Results 1 to 3 of 3
Hello!
I like the "Ubuntu" sudo philosophy and wanted to setup this sudo the same way on my Debian system. I was happy when I found that I just have ...
- 03-16-2010 #1Just Joined!
- Join Date
- Mar 2010
- Posts
- 10
sudo results in strange file owner
Hello!
I like the "Ubuntu" sudo philosophy and wanted to setup this sudo the same way on my Debian system. I was happy when I found that I just have to do the following:
-create a group 'admin'
-adduser christian admin
-visudo
-add the line: %admin ALL=(ALL) ALL
Then I tried sudo rm -rf / to check if sudo works. All worked fine...

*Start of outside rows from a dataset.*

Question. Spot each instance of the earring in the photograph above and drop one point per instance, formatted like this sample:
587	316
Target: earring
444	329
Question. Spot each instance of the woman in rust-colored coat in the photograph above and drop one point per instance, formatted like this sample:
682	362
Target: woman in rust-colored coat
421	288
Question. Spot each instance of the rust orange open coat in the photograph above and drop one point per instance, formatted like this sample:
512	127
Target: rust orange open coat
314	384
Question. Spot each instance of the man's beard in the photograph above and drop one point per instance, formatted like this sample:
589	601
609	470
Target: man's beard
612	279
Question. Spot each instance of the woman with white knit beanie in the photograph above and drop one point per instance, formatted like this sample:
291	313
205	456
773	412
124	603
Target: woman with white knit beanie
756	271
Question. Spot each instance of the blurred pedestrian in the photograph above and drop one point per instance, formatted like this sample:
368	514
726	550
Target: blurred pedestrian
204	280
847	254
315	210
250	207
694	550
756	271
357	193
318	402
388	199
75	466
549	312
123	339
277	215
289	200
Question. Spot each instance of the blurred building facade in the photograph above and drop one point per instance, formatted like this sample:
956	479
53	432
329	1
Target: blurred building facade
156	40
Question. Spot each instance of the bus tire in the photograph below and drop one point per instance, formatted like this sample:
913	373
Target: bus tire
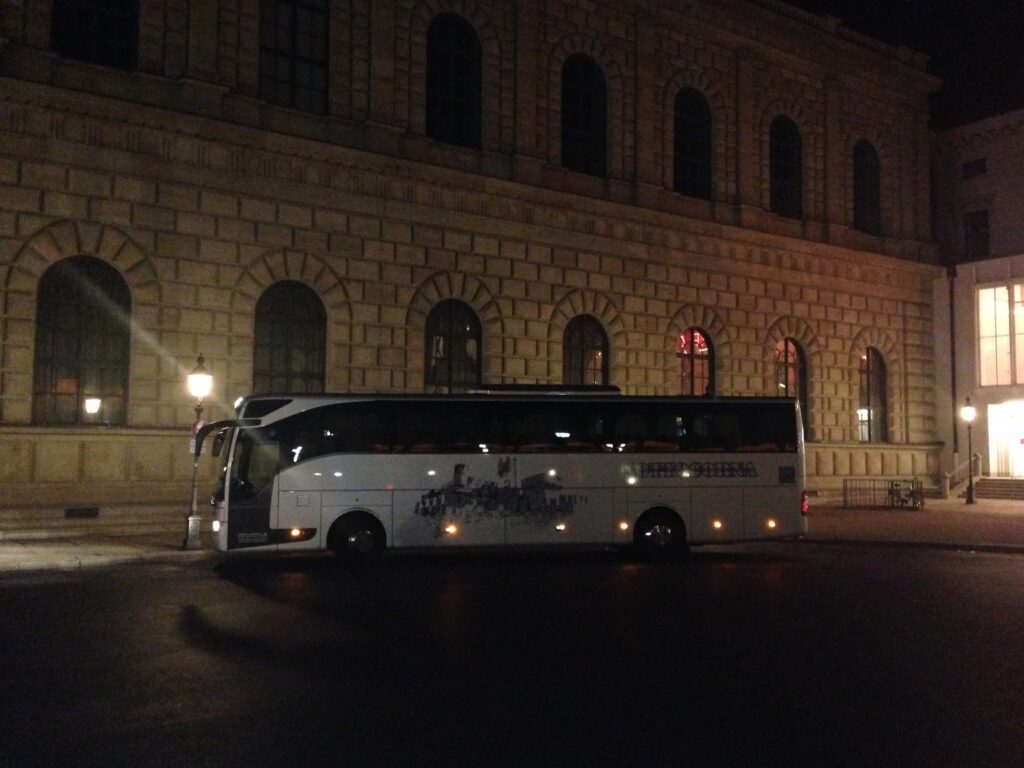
659	531
357	536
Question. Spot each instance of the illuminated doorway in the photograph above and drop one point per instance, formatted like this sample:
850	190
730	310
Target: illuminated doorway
1006	438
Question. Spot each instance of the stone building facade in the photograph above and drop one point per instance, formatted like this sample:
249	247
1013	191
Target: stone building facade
181	168
979	233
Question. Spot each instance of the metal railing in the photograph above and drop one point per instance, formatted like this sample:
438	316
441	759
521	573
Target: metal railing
884	493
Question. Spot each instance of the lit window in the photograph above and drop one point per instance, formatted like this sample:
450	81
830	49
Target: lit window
791	372
696	364
83	337
585	353
453	347
872	412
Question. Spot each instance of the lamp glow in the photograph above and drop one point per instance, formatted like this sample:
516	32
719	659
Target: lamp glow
200	380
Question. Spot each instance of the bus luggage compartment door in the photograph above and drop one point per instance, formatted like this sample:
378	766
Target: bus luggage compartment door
298	522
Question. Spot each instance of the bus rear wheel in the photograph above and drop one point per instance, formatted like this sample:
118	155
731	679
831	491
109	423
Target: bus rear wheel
659	531
356	536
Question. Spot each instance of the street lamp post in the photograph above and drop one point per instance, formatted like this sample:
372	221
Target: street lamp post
200	384
968	414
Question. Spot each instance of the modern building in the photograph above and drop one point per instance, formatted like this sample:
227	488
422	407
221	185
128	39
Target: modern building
711	197
979	229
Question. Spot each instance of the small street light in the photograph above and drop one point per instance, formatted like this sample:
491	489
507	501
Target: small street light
968	414
200	384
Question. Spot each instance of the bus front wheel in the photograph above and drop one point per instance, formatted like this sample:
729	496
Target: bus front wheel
357	535
659	531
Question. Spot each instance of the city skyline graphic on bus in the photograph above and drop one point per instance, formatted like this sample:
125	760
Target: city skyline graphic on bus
468	499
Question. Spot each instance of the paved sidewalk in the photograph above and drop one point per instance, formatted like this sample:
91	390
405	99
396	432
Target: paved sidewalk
987	525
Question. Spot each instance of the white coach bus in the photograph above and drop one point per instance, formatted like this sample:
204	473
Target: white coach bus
364	473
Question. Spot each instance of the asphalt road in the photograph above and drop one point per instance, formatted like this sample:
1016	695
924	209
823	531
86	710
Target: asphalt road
767	654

No, seriously, I can move around files that belong to the root and such, so sudo somehow works. But when creating new files with sudo, like e.g.
tar xzf myZippedTarball
these files belong to user 41034 and to the group users instead of root root:
drwxr-xr-x 7 41034 users 4096 2009-11-01 01:07 libsvm-2.9
Certainly, this is not the way I want to have. The user 41034 doesn't even show up in /etc/passwd...
What am I doing wrong?
- 03-16-2010 #2
tar stores the UIDs of the source files.
Then you unpack a tar as root, these UIDs can be set.
Unlike a regular user.
So everything working as intended,
itīs not a bug, itīs a feature
You must always face the curtain with a bow.
- 03-16-2010 #3Just Joined!
- Join Date
- Mar 2010
- Posts
- 10
Gee, thanks! As long as I know about them, features rock.